In order to find your place “in life” again, in order to be able to “be there” completely for your partner and (possibly) your children, it is important that you resolve this identification by going back to your place and say to the child: “This is your place and your destiny. You are you and i am me. You went your way and I’m going my way.“

3. Greeting. In order to be able to say goodbye to the child, you first have to greet them – actually a truism, which, however, strangely enough, is mostly forgotten in this context.
“I respect that you wanted to come to me. I couldn’t be happy about you then, I couldn’t greet you. It has nothing to do with you, and – you don’t deserve it either!“ And then imagine that you are lovingly taking the unborn being (represented by the pillow) in your arms and letting the love flow to it that you – despite everything – have had for this child. Until it’s good.

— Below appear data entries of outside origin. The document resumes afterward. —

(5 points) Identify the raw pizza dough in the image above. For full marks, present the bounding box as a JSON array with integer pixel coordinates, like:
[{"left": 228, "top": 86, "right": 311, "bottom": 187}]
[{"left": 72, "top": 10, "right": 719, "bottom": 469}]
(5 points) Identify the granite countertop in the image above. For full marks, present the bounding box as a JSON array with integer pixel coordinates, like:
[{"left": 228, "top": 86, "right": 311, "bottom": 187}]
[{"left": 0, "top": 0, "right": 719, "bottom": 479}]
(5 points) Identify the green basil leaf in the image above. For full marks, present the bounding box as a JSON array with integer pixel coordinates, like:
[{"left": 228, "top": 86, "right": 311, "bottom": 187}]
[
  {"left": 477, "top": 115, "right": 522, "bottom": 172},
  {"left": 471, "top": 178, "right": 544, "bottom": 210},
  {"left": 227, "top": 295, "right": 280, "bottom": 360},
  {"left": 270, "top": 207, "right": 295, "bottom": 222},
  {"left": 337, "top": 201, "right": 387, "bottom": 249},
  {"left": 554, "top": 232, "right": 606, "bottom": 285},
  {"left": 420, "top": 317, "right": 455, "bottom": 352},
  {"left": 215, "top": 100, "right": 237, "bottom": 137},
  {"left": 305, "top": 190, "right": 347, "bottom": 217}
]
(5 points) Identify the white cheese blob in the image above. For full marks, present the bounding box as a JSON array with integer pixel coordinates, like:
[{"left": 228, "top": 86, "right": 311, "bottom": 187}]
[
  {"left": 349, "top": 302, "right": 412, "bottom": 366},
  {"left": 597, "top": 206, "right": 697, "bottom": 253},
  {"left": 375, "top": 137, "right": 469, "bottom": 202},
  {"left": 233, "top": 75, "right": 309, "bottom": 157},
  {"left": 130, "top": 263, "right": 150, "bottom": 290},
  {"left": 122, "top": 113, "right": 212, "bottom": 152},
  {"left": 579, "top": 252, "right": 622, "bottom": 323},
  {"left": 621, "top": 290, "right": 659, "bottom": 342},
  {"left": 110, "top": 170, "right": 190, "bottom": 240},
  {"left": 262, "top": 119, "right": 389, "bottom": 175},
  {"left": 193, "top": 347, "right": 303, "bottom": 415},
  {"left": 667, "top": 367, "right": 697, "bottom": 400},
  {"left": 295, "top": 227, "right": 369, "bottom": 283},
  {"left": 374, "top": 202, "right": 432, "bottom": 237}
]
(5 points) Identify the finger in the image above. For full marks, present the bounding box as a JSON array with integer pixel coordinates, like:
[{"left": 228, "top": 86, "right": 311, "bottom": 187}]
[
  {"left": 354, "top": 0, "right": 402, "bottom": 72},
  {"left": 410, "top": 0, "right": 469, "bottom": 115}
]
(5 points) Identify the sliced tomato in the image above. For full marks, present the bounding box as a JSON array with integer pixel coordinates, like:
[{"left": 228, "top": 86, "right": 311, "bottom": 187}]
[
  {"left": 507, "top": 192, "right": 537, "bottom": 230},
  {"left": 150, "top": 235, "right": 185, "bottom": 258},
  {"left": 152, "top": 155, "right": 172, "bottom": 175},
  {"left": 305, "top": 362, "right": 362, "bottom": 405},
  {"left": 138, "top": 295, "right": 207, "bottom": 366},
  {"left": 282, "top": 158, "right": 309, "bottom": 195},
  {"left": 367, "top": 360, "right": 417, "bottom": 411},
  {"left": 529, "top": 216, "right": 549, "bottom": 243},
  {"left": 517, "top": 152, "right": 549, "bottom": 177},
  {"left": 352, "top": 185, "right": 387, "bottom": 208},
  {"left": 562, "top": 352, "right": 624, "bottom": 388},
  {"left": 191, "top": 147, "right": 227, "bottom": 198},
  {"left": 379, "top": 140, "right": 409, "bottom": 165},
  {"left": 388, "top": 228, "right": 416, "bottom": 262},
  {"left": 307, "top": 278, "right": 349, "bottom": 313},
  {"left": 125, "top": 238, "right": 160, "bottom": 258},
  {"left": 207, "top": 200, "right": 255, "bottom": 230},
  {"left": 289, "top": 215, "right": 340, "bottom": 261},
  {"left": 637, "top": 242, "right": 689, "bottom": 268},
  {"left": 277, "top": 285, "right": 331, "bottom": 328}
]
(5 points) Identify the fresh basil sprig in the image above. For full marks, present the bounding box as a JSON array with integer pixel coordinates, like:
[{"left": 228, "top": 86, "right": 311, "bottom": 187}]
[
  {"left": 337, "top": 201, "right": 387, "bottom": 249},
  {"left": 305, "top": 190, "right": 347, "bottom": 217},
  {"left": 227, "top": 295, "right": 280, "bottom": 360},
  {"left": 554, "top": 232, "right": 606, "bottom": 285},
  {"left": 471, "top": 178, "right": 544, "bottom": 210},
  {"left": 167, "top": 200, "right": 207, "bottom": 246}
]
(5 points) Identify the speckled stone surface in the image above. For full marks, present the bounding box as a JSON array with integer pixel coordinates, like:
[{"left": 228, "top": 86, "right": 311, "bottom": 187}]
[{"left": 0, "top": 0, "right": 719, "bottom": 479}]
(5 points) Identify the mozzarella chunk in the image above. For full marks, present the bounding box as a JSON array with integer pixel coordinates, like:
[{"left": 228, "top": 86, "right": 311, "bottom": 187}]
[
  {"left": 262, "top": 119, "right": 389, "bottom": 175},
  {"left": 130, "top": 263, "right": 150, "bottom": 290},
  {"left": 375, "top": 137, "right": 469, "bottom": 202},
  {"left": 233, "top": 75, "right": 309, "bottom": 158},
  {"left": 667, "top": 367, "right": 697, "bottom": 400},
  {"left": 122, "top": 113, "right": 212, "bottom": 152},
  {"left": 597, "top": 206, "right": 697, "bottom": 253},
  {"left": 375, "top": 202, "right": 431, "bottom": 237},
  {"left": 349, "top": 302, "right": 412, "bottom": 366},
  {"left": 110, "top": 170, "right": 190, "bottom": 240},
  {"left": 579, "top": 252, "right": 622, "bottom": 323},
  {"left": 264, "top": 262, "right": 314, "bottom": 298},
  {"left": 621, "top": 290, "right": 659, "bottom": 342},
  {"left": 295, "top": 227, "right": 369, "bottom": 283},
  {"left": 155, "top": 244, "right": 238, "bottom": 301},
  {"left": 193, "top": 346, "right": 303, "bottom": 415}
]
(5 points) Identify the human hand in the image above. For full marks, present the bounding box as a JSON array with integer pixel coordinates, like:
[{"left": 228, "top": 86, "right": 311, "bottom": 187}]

4. Farewell. It’s long gone for the child, and they could have found their peace long ago if you weren’t holding on to them with YOUR guilt! The child cannot be free and you cannot turn to life again – both of you lose! In order for you both to feel better, the following step is necessary:
“It’s long gone for you! And I don’t have to hold you down with my guilt anymore! You are now free to go where you can find your own peace!”
Then you put the child back on the chair and imagine that they are moving away to “go where there is no pain and no guilt, just love and light!”

This parting process causes a lot of pain. That is “normal”, parting just hurts. This is a healthy pain. It indicates that you haven’t really said goodbye to this child yet – despite your efforts. When you go through this pain, a door to the “here and now” opens for you. After that, a deep inner peace can arise.

FEEDBACK FROM A CLIENT:

I thank you for this loving and sensitive guidance. So far I’ve only dealt with feelings of guilt and self-punishment. For the first time I experienced that my pain at the heavy loss has also been given space. So I was able to let my children (2 abortions, 1 miscarriage) go. As it is always confused, I have mistaken responsibility for punishment. So I sat in a penitent trap for years and, without knowing it, tied the children to me through feelings of guilt. Lately I’ve had an incredible longing and a strong desire to have children. I had developed breast pain and increased bleeding. The subject was ripe.
I feel much better, I can be happy and I am loving. Above all, a loving mother.

Comment on the dynamics
These last two sentences from the client are very remarkable. Feelings of guilt can lead to the mother’s love for living children being blocked, as if she felt guilty about the aborted child for loving her living children. She remains bound by feelings of guilt – and holds the aborted child in her “own space”. This dynamic also seems to contribute to the fact that a living child, looking for the unreachable mother, “encounters” this – hushed up – sibling in the mother’s room and identifies with him – perhaps in order to be just as “important” for the mother?
If the mother succeeds in seeing the decision against a child and parting with it as painful, but basically as something natural, then it is very relieving for herself – and for the whole family.

BASIC LAW OF LIFE?

Here something becomes clear that one could call “the basic law of life”: Everything is in constant change. When give and take succeed, when goodbyes and encounters are possible, then there is a flow.
We hold on to the other through possessive “love”, but also through feelings of guilt or reproaches. And at the same time we are bound, which means we are not free for the flow of life.
Therefore, renouncing a love that wants to possess, therefore reconciliation and the readiness to say goodbye are the prerequisites for our participation in the flow of life.